Par-delà la flore, la stratégie du pouvoir
L’annonce, en 2025, de la reconnaissance par l’UNESCO des sites de Godoria, des Sept Frères et de Ras Siyan comme réserve de biosphère a été saluée par les autorités djiboutiennes comme un « tournant historique » pour la nation. L’expression, reprise en boucle par la presse officielle, a le mérite d’être performative : elle crée l’événement avant même d’en définir la portée. Car, au-delà de l’exaltation écologique, il s’agit ici d’une mise en scène du pouvoir un épisode supplémentaire dans la longue dramaturgie du symbolique qui caractérise la gouvernance djiboutienne.
Les réserves de biosphère, faut-il le rappeler, ne sont pas de simples sanctuaires naturels : elles incarnent une articulation entre environnement, culture et société. Elles supposent donc, en théorie, une reconnaissance des communautés locales comme actrices de la préservation de leur territoire. Or, dans le cas djiboutien, cette reconnaissance arrive dans un contexte éminemment politique, où la nature semble convoquée pour colmater les fractures identitaires plutôt que pour protéger les écosystèmes.

Du Xeer Cisse au Madqa : la fabrique du ressentiment
Pour comprendre l’effet politique de cette reconnaissance, il faut revenir à 2024, année où l’UNESCO inscrivait le Xeer Cisse, le droit coutumier somali issa, au patrimoine culturel immatériel de l’humanité. Cette consécration, célébrée comme un succès national, fut aussi vécue comme un camouflet par les Afars, dont le Madqa, droit coutumier Afar, avait été proposé sans succès des années auparavant.
La symbolique fut d’autant plus violente qu’une vidéo, circulant dès 2023, montrait Houmed Barkat, personnalité respectée du sultanat de Tadjourah, dénonçant l’éviction du Madqa et, plus largement, la marginalisation culturelle des Afars. Dans un pays où la mémoire collective reste un terrain sensible, cette mise à l’écart prit la forme d’une blessure politique.
Pour y répondre, le régime annonça, dans une hâte pleine de bonnes intentions, son désir de « rééquilibrer » la situation en soutenant l’inscription future du Madqa. L’initiative fit grand bruit, avant de disparaître avec la discrétion d’un décret sans budget.
Le vert pour apaiser le bleu : écologie compensatoire et politique du symbole
C’est dans ce climat d’irritation contenue qu’émerge, presque miraculeusement, la reconnaissance de ces réserves de biosphère, situées pour l’essentiel dans les zones afars. Hasard heureux, diront certains ; rattrapage opportun, diront les autres. La temporalité, comme souvent à Djibouti, a le sens de la convenance politique.
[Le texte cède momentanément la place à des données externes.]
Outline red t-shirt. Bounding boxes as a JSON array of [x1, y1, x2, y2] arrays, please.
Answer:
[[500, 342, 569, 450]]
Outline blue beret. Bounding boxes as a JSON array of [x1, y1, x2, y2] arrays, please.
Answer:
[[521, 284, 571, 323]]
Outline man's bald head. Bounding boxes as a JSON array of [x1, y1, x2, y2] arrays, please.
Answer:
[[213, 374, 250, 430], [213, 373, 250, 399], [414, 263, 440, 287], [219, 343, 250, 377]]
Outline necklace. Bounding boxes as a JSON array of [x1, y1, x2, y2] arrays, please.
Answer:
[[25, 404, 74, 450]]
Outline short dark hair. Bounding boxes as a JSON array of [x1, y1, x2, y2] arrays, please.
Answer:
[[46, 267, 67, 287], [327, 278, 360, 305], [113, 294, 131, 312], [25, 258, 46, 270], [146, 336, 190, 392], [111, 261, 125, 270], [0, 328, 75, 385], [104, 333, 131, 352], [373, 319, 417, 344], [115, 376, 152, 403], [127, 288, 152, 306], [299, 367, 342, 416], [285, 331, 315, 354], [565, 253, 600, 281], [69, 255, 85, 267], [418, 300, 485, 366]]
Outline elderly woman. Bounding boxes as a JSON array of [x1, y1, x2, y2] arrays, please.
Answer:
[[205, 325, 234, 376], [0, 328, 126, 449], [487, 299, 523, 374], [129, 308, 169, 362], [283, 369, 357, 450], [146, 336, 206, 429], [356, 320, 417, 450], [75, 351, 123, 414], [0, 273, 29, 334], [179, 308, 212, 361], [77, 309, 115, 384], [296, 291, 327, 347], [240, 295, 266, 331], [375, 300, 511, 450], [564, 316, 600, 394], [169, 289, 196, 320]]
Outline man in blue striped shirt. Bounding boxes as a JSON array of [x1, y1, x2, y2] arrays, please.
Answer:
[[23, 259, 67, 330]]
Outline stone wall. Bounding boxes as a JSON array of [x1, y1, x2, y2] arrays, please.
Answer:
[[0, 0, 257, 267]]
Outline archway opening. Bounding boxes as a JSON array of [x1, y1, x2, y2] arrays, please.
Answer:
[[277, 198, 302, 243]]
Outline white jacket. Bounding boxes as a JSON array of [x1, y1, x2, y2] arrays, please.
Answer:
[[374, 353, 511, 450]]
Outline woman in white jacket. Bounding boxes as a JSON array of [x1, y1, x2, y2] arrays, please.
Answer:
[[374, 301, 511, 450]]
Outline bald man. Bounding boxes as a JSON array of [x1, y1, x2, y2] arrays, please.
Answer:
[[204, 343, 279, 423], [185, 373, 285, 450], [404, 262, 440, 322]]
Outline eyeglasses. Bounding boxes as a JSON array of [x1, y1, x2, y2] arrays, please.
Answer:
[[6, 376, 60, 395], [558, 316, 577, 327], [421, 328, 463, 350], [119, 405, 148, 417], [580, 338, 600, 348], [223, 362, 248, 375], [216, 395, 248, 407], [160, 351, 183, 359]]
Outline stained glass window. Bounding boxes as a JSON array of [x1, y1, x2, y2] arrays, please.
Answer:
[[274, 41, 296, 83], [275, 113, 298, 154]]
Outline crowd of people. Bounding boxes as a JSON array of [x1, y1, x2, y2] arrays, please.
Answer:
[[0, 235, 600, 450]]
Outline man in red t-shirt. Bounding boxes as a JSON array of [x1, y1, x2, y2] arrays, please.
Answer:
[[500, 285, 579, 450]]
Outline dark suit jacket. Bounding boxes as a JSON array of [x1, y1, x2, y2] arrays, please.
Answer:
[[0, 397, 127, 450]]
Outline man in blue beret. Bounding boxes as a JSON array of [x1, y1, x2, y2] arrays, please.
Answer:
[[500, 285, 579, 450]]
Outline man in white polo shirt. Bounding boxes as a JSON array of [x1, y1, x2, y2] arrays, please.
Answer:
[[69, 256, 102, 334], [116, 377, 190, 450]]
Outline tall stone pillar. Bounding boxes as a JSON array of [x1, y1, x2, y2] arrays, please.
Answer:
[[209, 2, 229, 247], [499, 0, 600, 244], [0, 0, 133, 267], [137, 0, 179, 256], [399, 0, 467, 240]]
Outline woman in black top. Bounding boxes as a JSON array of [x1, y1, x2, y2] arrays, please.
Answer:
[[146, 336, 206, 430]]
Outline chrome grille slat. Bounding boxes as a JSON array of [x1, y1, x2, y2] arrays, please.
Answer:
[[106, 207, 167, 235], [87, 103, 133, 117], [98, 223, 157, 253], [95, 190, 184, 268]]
Car, en vérité, cette reconnaissance n’a rien d’innocent. Elle opère comme une substitution symbolique : à défaut d’accorder la reconnaissance culturelle (trop risquée, trop chargée politiquement), on concède la reconnaissance écologique. L’un parle du droit et de la mémoire ; l’autre, des paysages et de la biodiversité. Et pourtant, dans les deux cas, il s’agit de territoires de sens, d’espaces où s’inscrit l’identité.
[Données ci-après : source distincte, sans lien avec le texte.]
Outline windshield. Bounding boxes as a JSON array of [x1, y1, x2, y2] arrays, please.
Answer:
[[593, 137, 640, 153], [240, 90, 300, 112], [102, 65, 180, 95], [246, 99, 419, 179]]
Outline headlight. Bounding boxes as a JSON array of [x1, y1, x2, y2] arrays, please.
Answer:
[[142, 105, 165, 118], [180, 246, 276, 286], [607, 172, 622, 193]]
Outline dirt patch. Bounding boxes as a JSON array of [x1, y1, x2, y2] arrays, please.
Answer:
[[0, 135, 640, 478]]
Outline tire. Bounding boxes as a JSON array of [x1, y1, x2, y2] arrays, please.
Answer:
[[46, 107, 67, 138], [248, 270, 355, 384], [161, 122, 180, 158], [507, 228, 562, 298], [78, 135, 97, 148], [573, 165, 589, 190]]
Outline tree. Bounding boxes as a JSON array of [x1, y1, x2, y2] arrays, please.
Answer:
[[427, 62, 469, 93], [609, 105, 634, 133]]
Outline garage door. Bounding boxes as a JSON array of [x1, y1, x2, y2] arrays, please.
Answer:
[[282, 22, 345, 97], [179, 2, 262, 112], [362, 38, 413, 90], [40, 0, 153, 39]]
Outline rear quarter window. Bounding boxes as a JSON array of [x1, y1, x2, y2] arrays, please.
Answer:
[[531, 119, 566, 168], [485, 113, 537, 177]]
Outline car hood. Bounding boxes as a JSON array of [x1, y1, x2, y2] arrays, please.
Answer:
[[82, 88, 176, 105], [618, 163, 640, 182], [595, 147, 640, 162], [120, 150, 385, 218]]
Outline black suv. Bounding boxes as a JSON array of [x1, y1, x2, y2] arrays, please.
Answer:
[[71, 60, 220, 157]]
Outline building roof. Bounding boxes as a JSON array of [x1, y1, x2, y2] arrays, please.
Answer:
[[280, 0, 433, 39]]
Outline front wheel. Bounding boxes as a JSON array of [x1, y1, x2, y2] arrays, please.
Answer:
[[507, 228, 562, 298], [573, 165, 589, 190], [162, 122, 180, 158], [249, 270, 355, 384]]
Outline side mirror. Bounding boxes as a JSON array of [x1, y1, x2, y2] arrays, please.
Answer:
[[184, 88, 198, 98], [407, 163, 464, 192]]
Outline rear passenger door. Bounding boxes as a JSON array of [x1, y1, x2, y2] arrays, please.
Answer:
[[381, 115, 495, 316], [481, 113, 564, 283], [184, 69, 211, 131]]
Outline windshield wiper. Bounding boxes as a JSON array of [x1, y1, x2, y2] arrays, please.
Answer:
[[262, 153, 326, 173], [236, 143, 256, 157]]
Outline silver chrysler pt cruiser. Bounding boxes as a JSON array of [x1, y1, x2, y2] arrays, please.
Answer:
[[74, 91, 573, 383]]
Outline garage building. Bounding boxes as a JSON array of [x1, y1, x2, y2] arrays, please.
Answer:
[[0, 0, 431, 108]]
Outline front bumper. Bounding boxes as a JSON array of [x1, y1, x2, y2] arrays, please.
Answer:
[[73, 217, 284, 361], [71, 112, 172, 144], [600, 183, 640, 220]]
Le pouvoir djiboutien a compris qu’on peut réparer un affront culturel par un trophée environnemental, du moment que l’étiquette porte le sceau de l’UNESCO. Une diplomatie verte, en somme où la nature devient un instrument de pacification symbolique. La biodiversité fait ici office de lot de consolation pour une communauté blessée, tout en offrant au régime l’occasion de réaffirmer son image d’État moderne et écologiquement vertueux.
La nature au service du récit national
Sous couvert de préservation de l’environnement, l’État réécrit en réalité une géographie politique du mérite : les uns auront la culture, les autres la nature. Les premiers célèbrent leur droit coutumier reconnu ; les seconds, leur territoire sanctuarisé. L’équilibre est parfait, du moins en apparence.
Car cette écologie de façade ne dit rien de l’essentiel : la reconnaissance de l’altérité politique. Elle évite soigneusement la question du partage du pouvoir, de la représentation et de la justice historique. En sacralisant le désert et la mangrove, on détourne l’attention du déséquilibre institutionnel qui perdure.
Le procédé n’est pas nouveau. Il s’inscrit dans une tradition postcoloniale de gouvernement par le symbole, où la reconnaissance internationale vaut politique nationale, et où la diplomatie culturelle remplace la réforme structurelle. Djibouti, petit État mais grand stratège du narratif, excelle dans cet art de la substitution.